To my surprise I found out that a flare is actually a flaw and that the high tech cameras have anti flare lens. I have to admit that I had no idea whatsoever about this when I first photographed this kind of pile. That happened last year. I had to take some pictures of a future fashion model, so that she would look good in one of those colorful province tabloids.Only that I’m not really good at something like that and I also didn’t feel like it. I thought it would be more interesting to photograph her hidden in the grass while reassuring her that, yes, you could see her perfectly and yes, she had to smile. I loved the way sun was coming down and I thought the sun belonged into the picture. Since then, I’m hunting for sun piles. I photographed them on the heads of the people passing by in Brasov and Sibiu, melting on some garbage men, tickling the ear of a colleague.

On the wall of a cemetery, around 7 pm, you can see lots of sun puddles falling.
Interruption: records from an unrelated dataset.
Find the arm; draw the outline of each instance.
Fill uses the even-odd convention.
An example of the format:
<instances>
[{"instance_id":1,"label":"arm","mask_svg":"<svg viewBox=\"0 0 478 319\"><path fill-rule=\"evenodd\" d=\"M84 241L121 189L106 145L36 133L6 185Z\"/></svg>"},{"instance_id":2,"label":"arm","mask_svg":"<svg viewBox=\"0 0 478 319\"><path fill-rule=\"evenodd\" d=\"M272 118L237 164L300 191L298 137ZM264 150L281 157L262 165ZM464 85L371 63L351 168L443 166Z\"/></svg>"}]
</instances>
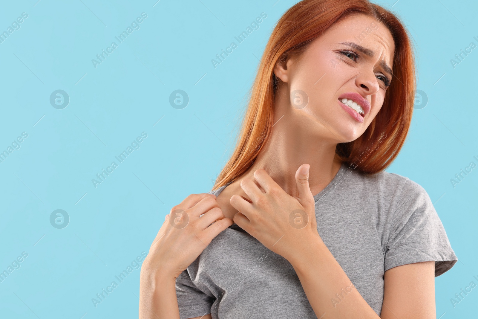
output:
<instances>
[{"instance_id":1,"label":"arm","mask_svg":"<svg viewBox=\"0 0 478 319\"><path fill-rule=\"evenodd\" d=\"M210 194L192 194L173 208L141 267L140 319L179 319L176 278L232 224Z\"/></svg>"},{"instance_id":2,"label":"arm","mask_svg":"<svg viewBox=\"0 0 478 319\"><path fill-rule=\"evenodd\" d=\"M175 280L164 276L147 280L144 276L140 290L140 318L179 319ZM156 283L152 285L153 282ZM141 307L142 306L142 307ZM190 319L211 319L211 314Z\"/></svg>"},{"instance_id":3,"label":"arm","mask_svg":"<svg viewBox=\"0 0 478 319\"><path fill-rule=\"evenodd\" d=\"M317 317L379 319L322 240L312 237L288 260Z\"/></svg>"},{"instance_id":4,"label":"arm","mask_svg":"<svg viewBox=\"0 0 478 319\"><path fill-rule=\"evenodd\" d=\"M391 268L384 275L379 317L352 284L330 251L315 237L289 262L317 318L435 318L435 262ZM317 276L317 274L324 275ZM337 295L340 297L339 298ZM335 301L333 301L333 300Z\"/></svg>"},{"instance_id":5,"label":"arm","mask_svg":"<svg viewBox=\"0 0 478 319\"><path fill-rule=\"evenodd\" d=\"M384 279L382 319L436 318L435 261L391 268Z\"/></svg>"}]
</instances>

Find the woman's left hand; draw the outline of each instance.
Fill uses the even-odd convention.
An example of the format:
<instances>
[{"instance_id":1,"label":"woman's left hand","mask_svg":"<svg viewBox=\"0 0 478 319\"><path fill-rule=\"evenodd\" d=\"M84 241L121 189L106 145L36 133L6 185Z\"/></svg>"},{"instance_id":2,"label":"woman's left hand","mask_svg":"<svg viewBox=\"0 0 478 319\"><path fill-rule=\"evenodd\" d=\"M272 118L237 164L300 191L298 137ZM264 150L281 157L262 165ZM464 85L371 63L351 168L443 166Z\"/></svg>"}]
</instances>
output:
<instances>
[{"instance_id":1,"label":"woman's left hand","mask_svg":"<svg viewBox=\"0 0 478 319\"><path fill-rule=\"evenodd\" d=\"M254 177L265 193L246 178L240 186L252 202L238 195L232 196L230 200L239 212L234 215L234 222L289 261L300 246L313 238L311 236L320 238L315 201L309 187L309 168L308 164L303 164L295 172L297 197L286 193L265 170L258 169Z\"/></svg>"}]
</instances>

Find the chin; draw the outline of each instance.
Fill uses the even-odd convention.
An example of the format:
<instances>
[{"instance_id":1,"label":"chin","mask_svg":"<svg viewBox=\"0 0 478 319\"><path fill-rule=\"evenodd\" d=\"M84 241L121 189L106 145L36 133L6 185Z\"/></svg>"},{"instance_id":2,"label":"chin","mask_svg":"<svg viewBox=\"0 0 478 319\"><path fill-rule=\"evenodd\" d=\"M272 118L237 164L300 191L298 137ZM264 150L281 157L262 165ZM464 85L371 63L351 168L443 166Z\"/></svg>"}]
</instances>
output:
<instances>
[{"instance_id":1,"label":"chin","mask_svg":"<svg viewBox=\"0 0 478 319\"><path fill-rule=\"evenodd\" d=\"M340 142L347 143L357 140L362 135L363 132L358 128L354 125L341 125L337 127L335 131L337 133L337 137L340 139Z\"/></svg>"}]
</instances>

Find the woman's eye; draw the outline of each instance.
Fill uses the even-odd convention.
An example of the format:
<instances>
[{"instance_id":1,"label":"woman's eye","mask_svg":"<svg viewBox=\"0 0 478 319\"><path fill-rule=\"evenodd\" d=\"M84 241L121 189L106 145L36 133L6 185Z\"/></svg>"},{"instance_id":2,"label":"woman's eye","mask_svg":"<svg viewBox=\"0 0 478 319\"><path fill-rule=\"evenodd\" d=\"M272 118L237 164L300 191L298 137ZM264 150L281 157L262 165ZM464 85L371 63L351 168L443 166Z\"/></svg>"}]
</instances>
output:
<instances>
[{"instance_id":1,"label":"woman's eye","mask_svg":"<svg viewBox=\"0 0 478 319\"><path fill-rule=\"evenodd\" d=\"M357 61L357 60L358 59L358 55L357 53L355 53L355 52L354 52L353 51L340 51L340 53L345 55L347 57L349 58L351 57L355 57L355 61ZM353 60L353 59L351 59L351 60Z\"/></svg>"},{"instance_id":2,"label":"woman's eye","mask_svg":"<svg viewBox=\"0 0 478 319\"><path fill-rule=\"evenodd\" d=\"M378 75L377 76L377 77L380 78L380 79L383 81L383 83L385 83L386 87L388 87L390 85L390 80L389 80L387 77L385 77L382 75Z\"/></svg>"}]
</instances>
The people who walk by have absolutely no clue that they practically have to find their way among the sun rays.There’s no way they could know, because they are only visible from the sidewalk where me and my camera are. When I see the sun bunches, I think about the stories of Boris Vian, therefore I find really unfair that there is absolutely no mouse propping the wall, that the clouds won’t follow people or that the houses behind the cemetery won’t shrink because of the unhappiness of the people living in them. Sometimes I am really annoyed that nobody seems to see the sun piles. It’s a shame, maybe the people would actually be glad to know they bear something like that on their heads. Some other times I am happy to be the only one who sees them. My sun piles are like the maliets of Vian, at least I think so. Boris Vian whispers from a corner:

“It’s such a shame that people don’t see the maliets the way I’m seeing them, said Jacquemort to himself, and maybe I don’t see them, the way I’m saying I see them, but in anycase, one thing is sure: if you don’t see the maliets, you must at least pretend you can see them. Actually, they are so very visible that it would be ridiculous not to see them.”

Tutu tuuu, it’s him again, from some other corner, from the very sunpuddle. You cannot see him, but hear him:

“Maliets dying as soon as you touch someone’s finger, so very cushy, your feathers cannot be touched, dying because of everything, because somebody is looking too intense at you, because he laughs looking at you, because he turns his back an you or he lifts his hut, because the night likes to be waited for, because the evening arrives too soon.”

It’s all over now, Mr. Vian has grown silent.

I could have written more about sun piles, but I’m waiting for the better ones.